Steven AF, producteur et réalisateur autodidacte

Steven AF © Daayek production

Steven AF, de son vrai nom Folligan Amouzou, veut voir grand. Ce réalisateur de films de 40 ans est un pur autodidacte. Après deux années de psychologie à l’université de Lomé, ce passionné de production vidéo abandonne ses études pour se lancer dans la réalisation de clips vidéos.

Il devient une référence en la matière au début des années 2000 avec la réalisation de plus d’une centaine de clips pour des artistes comme Jimi Hope, Julie Akofa Akoussah ou les pionniers du rap togolais tels que Ali Jezz ou Eric MC. Aujourd’hui, Steven AF est devenu producteur de films pour le cinéma.

En presque vingt ans de métier, Steven AF a créé sa boîte de production, Sunlight Group, qui fait aussi des publicités pour entreprises comme les filiales togolaises de Total, Japan Motors, de l’entreprise d’ameublement Orca, ou encore du groupe panafricain Batimat.

Pour ses productions cinématographiques, le réalisateur togolais ne veut pas être tributaire de subventions ou d’aides extérieures.
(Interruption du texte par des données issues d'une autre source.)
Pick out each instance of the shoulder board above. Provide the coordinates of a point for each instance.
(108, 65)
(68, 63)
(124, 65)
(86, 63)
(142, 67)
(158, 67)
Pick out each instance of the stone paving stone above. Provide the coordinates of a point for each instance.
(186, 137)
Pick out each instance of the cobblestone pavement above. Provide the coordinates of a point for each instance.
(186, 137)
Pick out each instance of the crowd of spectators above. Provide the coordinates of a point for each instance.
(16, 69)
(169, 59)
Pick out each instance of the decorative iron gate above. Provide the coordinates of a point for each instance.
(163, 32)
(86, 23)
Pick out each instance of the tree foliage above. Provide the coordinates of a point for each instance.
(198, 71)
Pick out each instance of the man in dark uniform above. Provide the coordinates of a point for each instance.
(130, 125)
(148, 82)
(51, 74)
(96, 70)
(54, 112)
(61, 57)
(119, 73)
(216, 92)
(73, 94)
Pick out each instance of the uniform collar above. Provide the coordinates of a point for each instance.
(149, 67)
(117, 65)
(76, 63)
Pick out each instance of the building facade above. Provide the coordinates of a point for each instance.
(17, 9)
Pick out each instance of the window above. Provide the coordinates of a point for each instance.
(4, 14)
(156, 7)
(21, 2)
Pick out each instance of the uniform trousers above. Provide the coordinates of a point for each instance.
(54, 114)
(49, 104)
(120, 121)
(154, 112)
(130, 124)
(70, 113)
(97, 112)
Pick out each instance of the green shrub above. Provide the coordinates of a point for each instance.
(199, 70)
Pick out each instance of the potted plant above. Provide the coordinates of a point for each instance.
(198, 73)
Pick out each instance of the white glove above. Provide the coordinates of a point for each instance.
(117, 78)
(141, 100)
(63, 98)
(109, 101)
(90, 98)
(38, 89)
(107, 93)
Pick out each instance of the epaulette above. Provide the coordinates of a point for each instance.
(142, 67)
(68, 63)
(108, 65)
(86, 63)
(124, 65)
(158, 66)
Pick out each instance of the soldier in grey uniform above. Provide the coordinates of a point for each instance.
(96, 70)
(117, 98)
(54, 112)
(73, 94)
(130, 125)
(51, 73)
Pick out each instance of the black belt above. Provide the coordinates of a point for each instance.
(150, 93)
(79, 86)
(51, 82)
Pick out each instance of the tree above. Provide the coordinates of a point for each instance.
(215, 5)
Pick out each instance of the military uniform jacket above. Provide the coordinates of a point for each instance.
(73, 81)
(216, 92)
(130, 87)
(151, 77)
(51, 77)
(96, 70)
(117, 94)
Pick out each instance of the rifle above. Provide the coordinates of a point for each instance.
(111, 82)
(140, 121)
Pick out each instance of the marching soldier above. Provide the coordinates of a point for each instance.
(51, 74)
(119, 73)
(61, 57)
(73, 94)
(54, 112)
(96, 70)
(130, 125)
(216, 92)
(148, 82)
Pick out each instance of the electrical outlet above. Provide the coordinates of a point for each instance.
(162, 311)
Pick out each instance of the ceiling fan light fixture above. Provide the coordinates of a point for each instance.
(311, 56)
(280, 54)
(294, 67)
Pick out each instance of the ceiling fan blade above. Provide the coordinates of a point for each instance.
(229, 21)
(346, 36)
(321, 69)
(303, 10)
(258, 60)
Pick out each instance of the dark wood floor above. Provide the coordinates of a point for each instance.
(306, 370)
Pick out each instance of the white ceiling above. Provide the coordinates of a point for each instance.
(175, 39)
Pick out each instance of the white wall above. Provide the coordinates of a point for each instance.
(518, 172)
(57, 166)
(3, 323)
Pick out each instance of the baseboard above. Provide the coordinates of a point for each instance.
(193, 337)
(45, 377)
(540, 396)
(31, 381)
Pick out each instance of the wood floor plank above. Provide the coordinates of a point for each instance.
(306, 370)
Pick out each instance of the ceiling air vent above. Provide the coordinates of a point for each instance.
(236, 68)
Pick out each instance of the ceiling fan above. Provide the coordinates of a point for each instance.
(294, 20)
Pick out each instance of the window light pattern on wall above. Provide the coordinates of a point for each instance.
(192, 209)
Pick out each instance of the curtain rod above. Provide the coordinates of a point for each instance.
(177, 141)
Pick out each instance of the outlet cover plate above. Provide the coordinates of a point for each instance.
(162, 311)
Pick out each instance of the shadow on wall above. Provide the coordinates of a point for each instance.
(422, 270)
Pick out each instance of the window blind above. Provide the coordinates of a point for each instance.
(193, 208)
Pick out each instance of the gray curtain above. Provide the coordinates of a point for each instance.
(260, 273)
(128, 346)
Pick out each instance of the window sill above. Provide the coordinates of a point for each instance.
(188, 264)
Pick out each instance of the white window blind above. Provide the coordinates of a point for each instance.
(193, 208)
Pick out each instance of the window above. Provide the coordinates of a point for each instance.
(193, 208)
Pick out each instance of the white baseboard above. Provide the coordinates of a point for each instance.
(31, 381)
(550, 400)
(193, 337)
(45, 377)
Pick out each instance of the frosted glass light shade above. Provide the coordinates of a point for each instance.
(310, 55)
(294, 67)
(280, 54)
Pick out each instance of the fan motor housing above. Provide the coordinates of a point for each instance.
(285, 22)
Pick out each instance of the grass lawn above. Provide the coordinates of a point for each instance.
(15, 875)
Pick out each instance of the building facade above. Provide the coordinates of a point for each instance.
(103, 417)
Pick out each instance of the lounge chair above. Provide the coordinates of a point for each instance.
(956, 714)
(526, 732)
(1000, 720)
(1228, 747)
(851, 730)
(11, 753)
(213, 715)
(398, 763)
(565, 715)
Ses yeux se tournent vers son rêve : l’industrie cinématographique de Nollywood.

Steven AF, endosse un maximum de costumes : producteur, réalisateur, scénariste… et businessman. Il prône donc un business model à la nigériane : financer le film via les bénéfices des productions publicitaires de sa boîte de production, ou encore développer des partenariats publicitaires à intégrer dans le film. Il attend aussi un fort retour sur investissement au moment de la diffusion de ses films.

Grâce à ce business model, Steven AF se sent libre et indépendant. Une indépendance qui lui permet de réaliser des films auxquels le public s’identifie. Celui qui a déjà projeté son film Solim devant plus de 4 000 personnes tourne en ce moment une fiction politique… inspirée de la vie politique africaine. Le budget de cette production en cours reste low cost, et tourne aujourd’hui autour de 100 millions de F CFA.

Avec des figures comme Steven AF, ou encore Angela Aquereburu – en tournage de la saison 2 de la série Oasis diffusée sur Canal plus – le cinéma togolais renaît et se professionnalise.